The FCC is looking for spectrum for wireless broadband and seems to be launching a full frontal assault on spectrum currently allocated to over-the-air broadcast television. NAB argues that broadcasters just returned a great deal of spectrum and that there is plenty more available elsewhere.
A Notice of Inquiry has been released, with comments due 12/21/09. The FCC release, entitled Data Sought on Uses of Spectrum, referencing GN Dockets 09-47, 09-51, and 09-137.
It’s divided into four sections.
Part A is entitled “General Approach to Spectrum Assessment,” and asks questions like how the television stations use spectrum now, how they intend to in the future and what the economic impacts might be under various scenarios.
Part B is called “Potential Approaches to Increase Spectrum Availability and Efficiency” and delves into television broadcasters possibly sharing 6 MHz channels.
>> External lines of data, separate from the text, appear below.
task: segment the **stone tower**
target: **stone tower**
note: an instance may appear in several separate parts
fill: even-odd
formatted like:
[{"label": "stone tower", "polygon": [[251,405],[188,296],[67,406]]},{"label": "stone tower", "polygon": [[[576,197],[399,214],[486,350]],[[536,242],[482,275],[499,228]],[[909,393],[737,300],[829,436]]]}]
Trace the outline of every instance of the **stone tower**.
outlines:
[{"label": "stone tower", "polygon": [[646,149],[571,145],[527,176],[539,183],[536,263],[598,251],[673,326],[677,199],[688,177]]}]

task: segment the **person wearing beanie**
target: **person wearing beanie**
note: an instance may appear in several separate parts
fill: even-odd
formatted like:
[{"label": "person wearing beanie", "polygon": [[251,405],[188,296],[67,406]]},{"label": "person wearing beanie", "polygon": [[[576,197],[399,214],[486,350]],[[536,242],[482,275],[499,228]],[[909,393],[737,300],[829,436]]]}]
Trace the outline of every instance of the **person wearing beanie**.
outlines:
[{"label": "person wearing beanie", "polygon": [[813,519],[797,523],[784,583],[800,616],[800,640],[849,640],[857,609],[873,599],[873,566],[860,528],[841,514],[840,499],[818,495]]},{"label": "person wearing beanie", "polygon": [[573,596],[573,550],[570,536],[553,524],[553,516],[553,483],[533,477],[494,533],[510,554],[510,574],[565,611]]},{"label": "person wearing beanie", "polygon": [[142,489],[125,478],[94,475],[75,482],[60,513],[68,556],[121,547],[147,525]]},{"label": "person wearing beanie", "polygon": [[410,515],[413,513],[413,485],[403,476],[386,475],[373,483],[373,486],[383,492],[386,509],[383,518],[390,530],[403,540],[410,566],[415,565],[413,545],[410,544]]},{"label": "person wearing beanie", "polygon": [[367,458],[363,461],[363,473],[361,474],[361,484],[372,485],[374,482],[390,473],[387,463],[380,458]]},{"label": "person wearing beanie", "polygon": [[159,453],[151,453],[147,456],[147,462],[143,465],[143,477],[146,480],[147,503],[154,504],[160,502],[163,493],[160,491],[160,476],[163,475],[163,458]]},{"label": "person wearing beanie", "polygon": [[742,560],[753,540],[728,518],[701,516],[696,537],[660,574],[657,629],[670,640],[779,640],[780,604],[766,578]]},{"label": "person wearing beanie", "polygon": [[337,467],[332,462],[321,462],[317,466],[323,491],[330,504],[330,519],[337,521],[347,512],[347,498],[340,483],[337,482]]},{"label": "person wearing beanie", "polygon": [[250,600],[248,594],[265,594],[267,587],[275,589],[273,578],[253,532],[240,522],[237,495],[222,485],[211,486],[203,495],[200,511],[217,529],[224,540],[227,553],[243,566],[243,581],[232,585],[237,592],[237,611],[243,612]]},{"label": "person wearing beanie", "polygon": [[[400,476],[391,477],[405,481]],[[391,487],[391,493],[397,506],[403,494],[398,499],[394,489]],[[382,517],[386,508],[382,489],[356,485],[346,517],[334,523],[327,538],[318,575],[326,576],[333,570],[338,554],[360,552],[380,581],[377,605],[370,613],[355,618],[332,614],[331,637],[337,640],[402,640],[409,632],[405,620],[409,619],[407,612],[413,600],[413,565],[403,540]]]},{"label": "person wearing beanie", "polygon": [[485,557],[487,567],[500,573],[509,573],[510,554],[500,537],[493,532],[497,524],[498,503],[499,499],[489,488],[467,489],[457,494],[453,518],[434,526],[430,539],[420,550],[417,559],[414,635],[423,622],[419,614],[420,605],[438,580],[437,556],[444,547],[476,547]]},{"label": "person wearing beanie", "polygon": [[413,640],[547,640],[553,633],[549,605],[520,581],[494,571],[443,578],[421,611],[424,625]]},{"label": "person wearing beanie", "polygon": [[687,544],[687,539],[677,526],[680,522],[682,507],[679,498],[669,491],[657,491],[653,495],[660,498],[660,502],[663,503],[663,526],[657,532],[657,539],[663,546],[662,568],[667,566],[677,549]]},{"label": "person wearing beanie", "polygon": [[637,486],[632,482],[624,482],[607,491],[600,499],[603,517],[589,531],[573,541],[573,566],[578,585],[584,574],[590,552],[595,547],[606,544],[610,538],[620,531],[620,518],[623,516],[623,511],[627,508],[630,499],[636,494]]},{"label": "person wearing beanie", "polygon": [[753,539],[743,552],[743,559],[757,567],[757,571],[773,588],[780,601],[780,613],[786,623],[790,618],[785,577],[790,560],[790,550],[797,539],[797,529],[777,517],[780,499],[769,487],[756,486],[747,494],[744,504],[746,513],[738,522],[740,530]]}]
Part C, “Broadcasting and the Public Interest,” looks at the importance of emergency and informational broadcasting.
Part D, “Market Mechanisms for Spectrum Contribution,” looks into possible incentives to induce broadcasters to abandon spectrum.
NAB’s Dennis Wharton commented, “Broadband deployment to unserved areas is a worthy goal, and broadcasters believe we can help the FCC accomplish its mission without stifling growth opportunities of free and local TV stations and the millions of viewers that we serve. We would hope policymakers would remember that after spending $15 billion upgrading to the next generation of television, broadcasters just returned to the government more than a quarter of the spectrum used for free and local TV service.”
RBR-TVBR observation: The FCC wants serious input on a question of this magnitude in only 21 days? Puh-leeze. Clearly it is time to prepare a stiff defense against this prospective land grab, and step one will be to bargain for more time.